As much as I tried to ignore this, my inner nerd wouldn’t let me.
On the weekend I pulled out my old PC, downloaded and installed Windows 7.
Perhaps it was just an excuse to get me moving on my plan to run Cat5 from the basement to the top floor, but what I think it really was was the idea that Microsoft would open beta an OS.
Could it be that Microsoft is actually seeing the value of seeking input from their client base?
It seems strange and unprecedented to me. A test group outside of it’s fanboi TechNet base, neat plan…
Could the titan be learning that today’s audience actually can and wants to have a say in things?
Anyhow…sarcasm aside…
What do I think after a night of using it…
Well…It’s neat, flashy, and seems to run reasonably well on my somewhat dated 3.4ghz single core box.
But isn’t it an awful lot like Vista? If you sat me down in front of it without telling me what it was I’d think that someone just browsed around Lifehacker and followed one or more of their custom desktop guides.
So far I haven’t seen anything that really makes me think they have done anything substantial to the OS. It makes me wonder if they are just trying to distance themselves from the Vista name that has been a bane for them since it’s been released and Mac dragged it through the mud with their brilliant marketing campaigns.
I’ve still to dig into the technical inner workings of 7, so I may change my mind. But using it as just a guy surfing the internet and exploring the new computer, I don’t see anything that I would upgrade beyond Vista for.
Mind you the new task bar is kind of cool…

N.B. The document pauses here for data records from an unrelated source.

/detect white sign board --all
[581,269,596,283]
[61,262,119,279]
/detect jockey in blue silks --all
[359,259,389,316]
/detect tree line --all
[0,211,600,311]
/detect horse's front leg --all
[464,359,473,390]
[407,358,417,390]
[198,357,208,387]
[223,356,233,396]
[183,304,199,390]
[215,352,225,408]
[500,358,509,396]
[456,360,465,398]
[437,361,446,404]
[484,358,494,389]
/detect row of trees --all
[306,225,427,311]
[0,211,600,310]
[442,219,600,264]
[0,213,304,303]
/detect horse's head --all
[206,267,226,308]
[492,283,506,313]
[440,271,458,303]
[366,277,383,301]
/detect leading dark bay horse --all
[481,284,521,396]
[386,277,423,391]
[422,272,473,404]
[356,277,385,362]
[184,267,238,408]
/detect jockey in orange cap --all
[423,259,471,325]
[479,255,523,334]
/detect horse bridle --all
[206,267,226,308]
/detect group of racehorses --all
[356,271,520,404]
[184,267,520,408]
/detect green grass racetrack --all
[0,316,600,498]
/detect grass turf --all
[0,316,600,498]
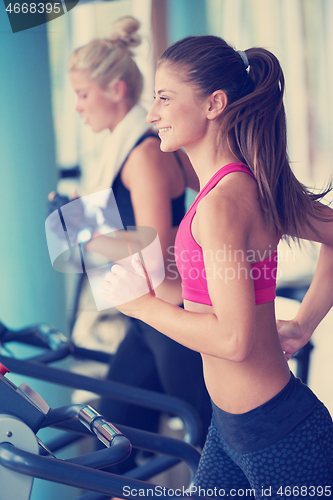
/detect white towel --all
[82,104,151,204]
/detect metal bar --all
[0,355,201,444]
[0,443,203,499]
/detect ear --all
[207,90,228,120]
[108,80,127,102]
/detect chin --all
[160,141,179,153]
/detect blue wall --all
[167,0,207,44]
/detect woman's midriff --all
[184,301,290,413]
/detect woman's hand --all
[276,319,311,361]
[101,254,155,318]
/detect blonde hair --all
[69,16,143,104]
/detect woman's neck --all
[186,139,241,189]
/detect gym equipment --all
[0,324,200,500]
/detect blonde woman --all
[54,17,211,472]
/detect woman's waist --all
[202,347,290,414]
[212,373,322,453]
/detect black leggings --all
[192,377,333,500]
[99,318,212,470]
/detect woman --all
[55,17,211,468]
[102,36,333,498]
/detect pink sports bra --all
[175,163,278,306]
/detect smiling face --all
[147,63,209,152]
[70,71,119,132]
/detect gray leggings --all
[192,380,333,500]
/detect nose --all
[146,99,160,123]
[75,99,83,113]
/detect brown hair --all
[158,35,331,238]
[69,16,143,105]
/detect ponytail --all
[69,16,143,105]
[159,36,331,239]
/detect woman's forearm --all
[295,245,333,336]
[136,297,252,361]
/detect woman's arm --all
[103,183,255,361]
[277,201,333,359]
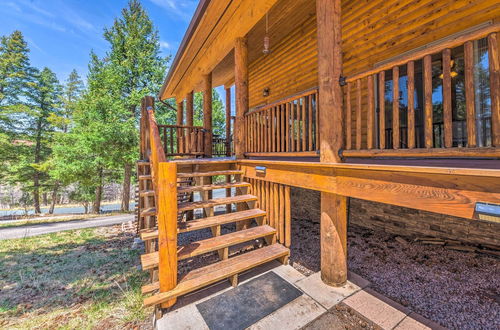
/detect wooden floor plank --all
[143,244,290,306]
[177,182,250,193]
[141,226,276,270]
[141,209,266,241]
[178,195,257,212]
[177,170,243,178]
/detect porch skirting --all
[291,187,500,247]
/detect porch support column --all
[316,0,347,286]
[233,38,248,159]
[226,87,231,156]
[177,100,184,125]
[186,92,194,126]
[203,72,212,157]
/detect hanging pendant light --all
[262,13,270,55]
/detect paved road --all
[0,214,134,240]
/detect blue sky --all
[0,0,198,82]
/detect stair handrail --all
[142,96,177,308]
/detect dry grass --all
[0,225,152,329]
[0,212,125,229]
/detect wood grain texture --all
[423,55,434,148]
[316,0,344,162]
[464,41,477,147]
[320,192,347,286]
[488,33,500,147]
[443,48,453,148]
[234,38,248,158]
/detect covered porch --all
[137,0,500,314]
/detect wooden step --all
[139,190,155,197]
[177,182,250,193]
[142,244,290,306]
[141,225,276,270]
[177,170,243,178]
[178,195,257,212]
[141,207,156,217]
[141,209,266,241]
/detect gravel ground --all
[290,219,500,330]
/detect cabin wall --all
[342,0,500,148]
[248,16,318,108]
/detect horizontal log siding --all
[248,17,318,108]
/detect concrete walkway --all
[156,262,444,330]
[0,214,134,240]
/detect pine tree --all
[10,68,61,213]
[0,31,30,177]
[104,0,168,211]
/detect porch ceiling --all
[159,0,315,100]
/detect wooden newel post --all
[156,162,177,308]
[316,0,347,286]
[226,87,231,156]
[203,73,212,157]
[233,38,248,159]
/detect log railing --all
[158,125,207,157]
[246,178,292,247]
[245,88,319,156]
[342,24,500,157]
[212,137,234,157]
[141,97,177,308]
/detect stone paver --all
[248,295,326,330]
[156,304,209,330]
[295,272,360,309]
[344,290,406,329]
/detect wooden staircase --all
[138,159,289,307]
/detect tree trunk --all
[121,164,132,212]
[92,169,102,214]
[49,182,59,214]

That is the downside with 7. Microsoft basically tinkered with the guts of Vista to make it leaner and meaner. It now runs on computers Vista would avoid so in the future netbooks will be able to run Windows 7 rather than XP. They removed a lot of fat along with some other stuff. You no longer get a built in email program for one. You need to download Windows Live to get a lot of left out features. They do still have Internet Explorer built in. But as someone mentioned, if you don’t include a web browser with Windows how do you get online to get a web browser to get online?
People still use the built in mail program? Weird.
Tis true!
I still use Outlook for my Simcom and Sympatico mail but pretty much go in the ‘cloud’ for the rest.